The other promise is that we've got lots of different isotopes. We've got alpha, beta, OJ. And we've got lutetium, which is really the only approved radial ligand apart from radium for prostate cancer. Is it the perfect drug? Can we do better? We have the whole periodic table to play with, but we heard from Matthias Ober yesterday that actinium's been around for a decade and despite all the promise and hype, there's still very little prospective data showing that it's better than good old-fashioned Lutetium.

We've got a whole bunch of isotopes we can play with and maybe some of these will come to fruition. We've got my favorite Terbium-161 as a dual beta emitter. Can we eradicate those very last micrometastases if we use a ultra short emitter like Terbium-161, or can we do better with a alpha emitter, maybe Lead-212 with a half-life that's better matched to the peptides that we are using in clinical practice?
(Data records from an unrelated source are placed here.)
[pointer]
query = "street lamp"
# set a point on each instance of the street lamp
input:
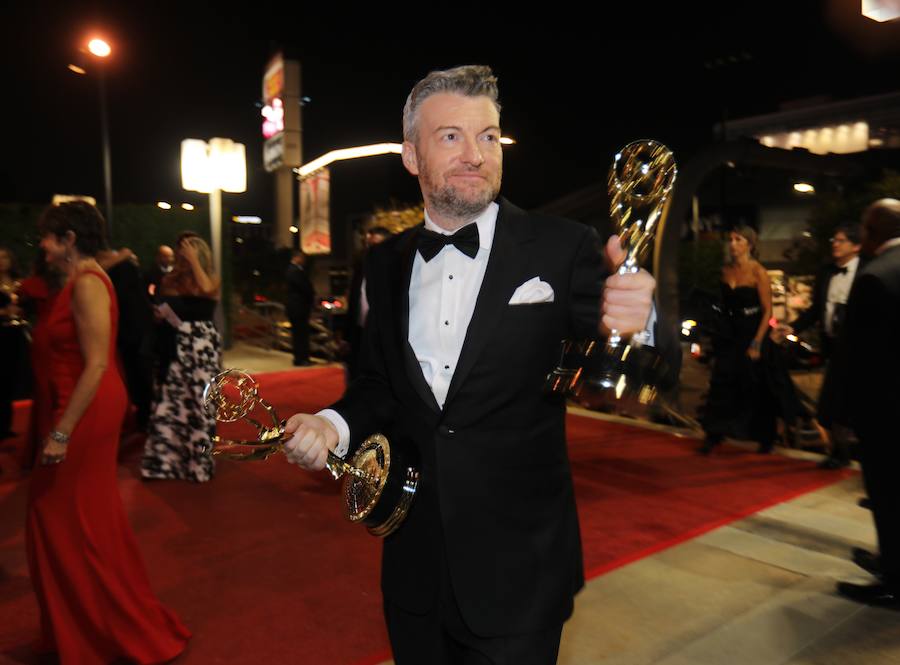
(211, 168)
(101, 50)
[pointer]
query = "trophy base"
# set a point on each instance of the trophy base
(623, 382)
(381, 501)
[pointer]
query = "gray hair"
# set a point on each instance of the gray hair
(468, 80)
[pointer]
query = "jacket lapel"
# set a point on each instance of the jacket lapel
(506, 264)
(400, 278)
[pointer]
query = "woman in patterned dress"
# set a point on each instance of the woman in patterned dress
(180, 430)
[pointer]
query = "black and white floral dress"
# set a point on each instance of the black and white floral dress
(179, 435)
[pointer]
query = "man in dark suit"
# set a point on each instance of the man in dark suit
(830, 293)
(162, 266)
(358, 304)
(461, 333)
(869, 357)
(300, 296)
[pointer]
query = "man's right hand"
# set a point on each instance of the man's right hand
(313, 436)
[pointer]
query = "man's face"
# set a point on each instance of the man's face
(166, 256)
(457, 155)
(842, 249)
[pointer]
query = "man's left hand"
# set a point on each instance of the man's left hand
(627, 299)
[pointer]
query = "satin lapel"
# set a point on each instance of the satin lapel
(402, 273)
(506, 264)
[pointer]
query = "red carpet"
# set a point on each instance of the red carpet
(262, 566)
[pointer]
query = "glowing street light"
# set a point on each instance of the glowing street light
(211, 168)
(99, 48)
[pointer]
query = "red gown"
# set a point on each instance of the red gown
(95, 599)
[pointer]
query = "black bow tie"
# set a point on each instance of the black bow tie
(465, 240)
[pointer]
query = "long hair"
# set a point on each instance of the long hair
(82, 219)
(204, 253)
(182, 277)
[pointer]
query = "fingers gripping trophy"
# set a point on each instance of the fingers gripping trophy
(596, 373)
(378, 485)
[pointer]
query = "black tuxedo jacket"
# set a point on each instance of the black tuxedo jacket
(815, 314)
(495, 500)
(869, 351)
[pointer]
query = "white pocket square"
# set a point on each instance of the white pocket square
(532, 291)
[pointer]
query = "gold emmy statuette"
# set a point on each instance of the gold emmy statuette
(378, 485)
(591, 372)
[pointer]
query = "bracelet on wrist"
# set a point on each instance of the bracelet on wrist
(59, 437)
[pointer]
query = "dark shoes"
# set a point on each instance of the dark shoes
(878, 595)
(833, 463)
(869, 562)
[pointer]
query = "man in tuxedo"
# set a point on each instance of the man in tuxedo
(358, 303)
(869, 357)
(162, 266)
(466, 314)
(830, 293)
(300, 297)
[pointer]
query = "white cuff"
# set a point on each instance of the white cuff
(646, 337)
(341, 426)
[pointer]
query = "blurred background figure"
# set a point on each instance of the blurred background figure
(750, 385)
(867, 365)
(12, 340)
(300, 296)
(180, 429)
(95, 600)
(357, 305)
(830, 293)
(162, 266)
(135, 336)
(37, 294)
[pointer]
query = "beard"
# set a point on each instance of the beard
(448, 201)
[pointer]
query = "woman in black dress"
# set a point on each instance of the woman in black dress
(750, 385)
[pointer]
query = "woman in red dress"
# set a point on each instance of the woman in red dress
(95, 599)
(36, 296)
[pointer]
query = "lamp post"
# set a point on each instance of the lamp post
(101, 50)
(211, 168)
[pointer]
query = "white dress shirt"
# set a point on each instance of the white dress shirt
(838, 292)
(893, 242)
(442, 296)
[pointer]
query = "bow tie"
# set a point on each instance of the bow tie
(465, 240)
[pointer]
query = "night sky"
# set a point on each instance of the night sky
(196, 72)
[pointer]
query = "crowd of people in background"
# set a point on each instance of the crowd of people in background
(95, 317)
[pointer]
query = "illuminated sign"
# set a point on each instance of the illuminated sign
(281, 113)
(273, 115)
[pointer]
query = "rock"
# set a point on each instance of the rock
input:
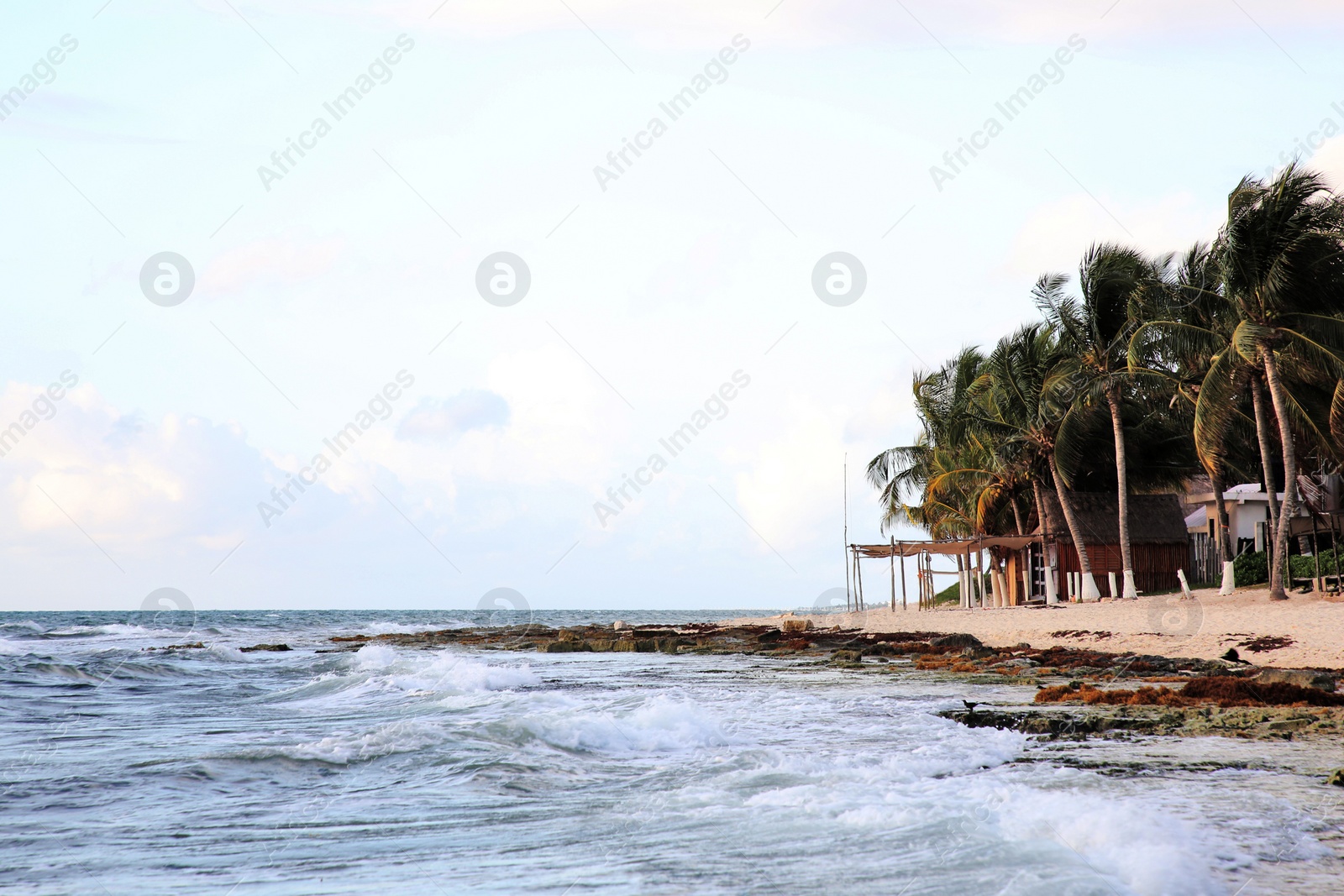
(958, 641)
(1300, 678)
(1016, 663)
Another way to move forward is with combination therapies. We heard Shahneen Sandhu talk about this yesterday. We've had a big interest in this in our center. We've tried combining Lutetium PSMA with hormone therapy, chemotherapy, immunotherapy, PARP inhibitors, multiple radioligands, maybe in combination with surgery or external beam radiation. As some of these trials have read out, the rest will continue to read out. These are all small phase-one, -two trials, and we really need a little bit more industry investment in some of these combinations to work out, which of them are really going to make it in the real world.

So I'll leave you with this slide of the theranostic zombies. They are chasing the next Pluvicto. No doubt somewhere in the zombies is hiding the next Pluvicto.

And if you really want to find maybe whichever is going to be the next killer theranostics, then you might need to travel to Melbourne to our prostate theranostics meeting, which is going to be September 3 to 5 this year. Thank you.